I was very hopeful when I read this book. Nanobots, I thought, are sure to be interesting - especially ones that are essentially a new form of consciousness. However, the first hundred or so pages - a good quarter of the book - seem to be mostly the main character moping about how his wife is acting different, and his suspicions about her having an affair. While a lot of this creates backstory for things that happen later, it was laid on quite thick, and got rather boring. I'm not sure if the wife was intentionally two-dimensional, given later developments, but I spent a good deal of the first part of the book being bored by the domestic troubles - something that continued later on, when there were seemingly random calls from people back home about trivial events that served no noticeable purpose within the rest of the story.

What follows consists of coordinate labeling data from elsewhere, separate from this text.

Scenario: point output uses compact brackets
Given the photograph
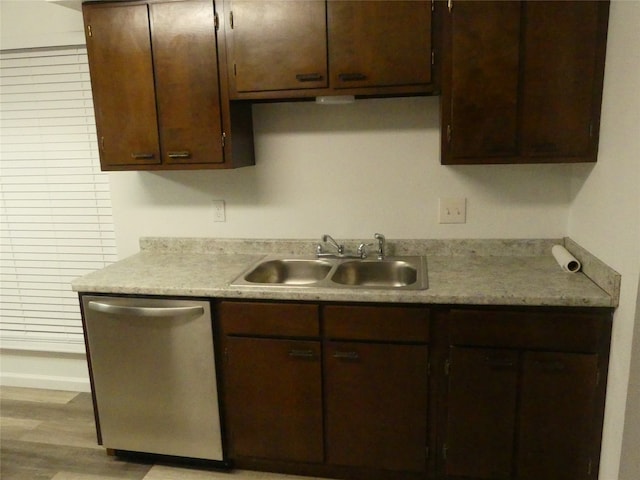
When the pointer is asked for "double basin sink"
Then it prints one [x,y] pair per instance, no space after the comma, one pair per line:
[405,273]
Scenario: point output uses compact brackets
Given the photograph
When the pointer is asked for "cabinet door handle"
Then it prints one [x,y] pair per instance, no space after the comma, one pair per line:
[500,362]
[302,353]
[346,355]
[308,77]
[183,154]
[550,365]
[351,77]
[544,148]
[142,155]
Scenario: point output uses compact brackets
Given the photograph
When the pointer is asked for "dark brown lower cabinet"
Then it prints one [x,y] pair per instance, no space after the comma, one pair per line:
[406,392]
[375,402]
[523,415]
[557,405]
[274,398]
[481,418]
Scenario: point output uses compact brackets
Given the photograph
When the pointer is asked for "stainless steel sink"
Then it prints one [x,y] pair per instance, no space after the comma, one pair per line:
[392,273]
[385,273]
[289,272]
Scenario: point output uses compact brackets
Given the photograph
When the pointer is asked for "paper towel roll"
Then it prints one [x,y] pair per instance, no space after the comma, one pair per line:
[568,262]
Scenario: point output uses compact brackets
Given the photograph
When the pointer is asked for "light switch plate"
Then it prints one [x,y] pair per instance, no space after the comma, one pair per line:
[218,211]
[453,210]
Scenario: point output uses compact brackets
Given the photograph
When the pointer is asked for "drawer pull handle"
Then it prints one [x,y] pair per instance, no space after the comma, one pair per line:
[308,77]
[142,155]
[551,365]
[346,355]
[179,155]
[498,362]
[302,353]
[351,77]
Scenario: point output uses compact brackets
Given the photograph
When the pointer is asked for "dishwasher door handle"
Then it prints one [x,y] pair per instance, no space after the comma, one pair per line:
[157,312]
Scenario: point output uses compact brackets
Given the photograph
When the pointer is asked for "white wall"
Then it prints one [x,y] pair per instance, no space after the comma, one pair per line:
[348,170]
[37,23]
[605,219]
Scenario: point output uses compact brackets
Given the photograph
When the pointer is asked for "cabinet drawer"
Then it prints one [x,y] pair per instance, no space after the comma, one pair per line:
[402,324]
[550,330]
[269,319]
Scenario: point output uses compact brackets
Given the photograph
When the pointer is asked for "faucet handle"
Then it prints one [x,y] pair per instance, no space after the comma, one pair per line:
[381,245]
[362,249]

The nanobots themselves are quite cool. I liked how they were done for the most part, and my only real complaint about them is that we don't get enough nanobot action. A lot of the book is drama with coworkers or family, and the nanobots - the reason I was reading this book in the first place - seem to be distinctly second fiddle. That was somewhat frustrating, as I was expecting there to be much more action than there actually was, and there was a lot that they could have explored more thoroughly within the nanobot fight scenes, as it were, to flesh them out more thoroughly.
Overall, I was expecting the focus of this book to be substantially different to what it actually was, so I was a little disappointed with it as a whole. I also thought that the ending was annoyingly ambiguous, and left a lot of loose ends that never get cleaned up. But if drama-filled action-ish novels are more your thing, then give it a whirl and make your own judgement call.